Silver is a mermaid, not so very different
from Disney’s Ariel. She likes to sing songs with her sister Golden and frolic
in the sea. She will also be tempted to permanently adopt human form when she
falls in love. That will be a big deal, because the mermaids typical eat men,
after ensnaring them with their siren songs. Love is wet and painful in
Agnieszka Smoczyńska’s The Lure, which screens during the 2016 Sundance Film Festival.
Golden will regret not eating Mietek the
bass player when she and Silver had the chance. Instead, they were rather quite
taken with his playing, so they start singing with his family’s trio, Figs and
Dates. Their sleazy impresario recognizes the novelty value of two naked
singing mermaids, so he starts promoting them aggressively. Soon, they are the
toast of Warsaw’s retro-1980s “dancings” scene, but there is trouble brewing.
The long stretches out of water are not
good for the mermaids, particularly Silver, who has sworn off human flesh in
deference to Mietek (but Golden, not so much). Despite her obvious torch-carrying,
Mietek remains oblivious to her ardor—perhaps even willfully so. However, this
holds some pretty heavy implications for mermaids.
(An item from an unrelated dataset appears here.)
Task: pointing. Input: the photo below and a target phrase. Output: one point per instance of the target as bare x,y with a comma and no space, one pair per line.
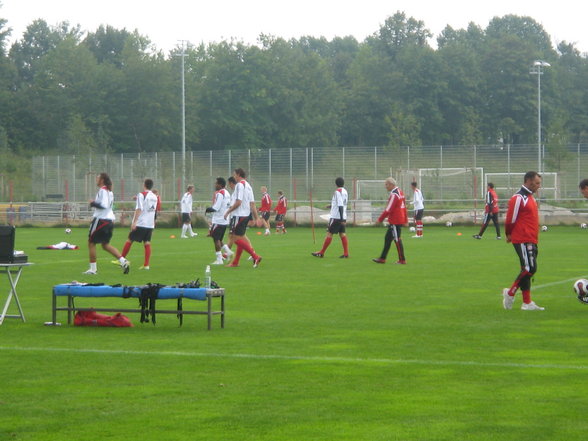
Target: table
13,271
Isn’t it great to have a splashy new
water-based musical? It is like Ethel Merman swims and sings again. The Lure is strangely impressive when judged solely on movie musical terms, but what really makes the film distinctive
is the way Smoczyńska and screenwriter Robert Bolesto update and deepen the
mermaid mythos for a generation of urban fantasy readers and dancings
scenesters.
Marta Mazurek and Michalina Olszanska sell
it perfectly as the relatively innocent Silver and the vampy Golden. Yet, Kinga
Preis nearly out-divas Olszanska as the vocalist-mother of Figs and Dates. It
all has a suitably eccentric look of indefinable vintage thanks to the work of
production designer Joanna Macha and her team.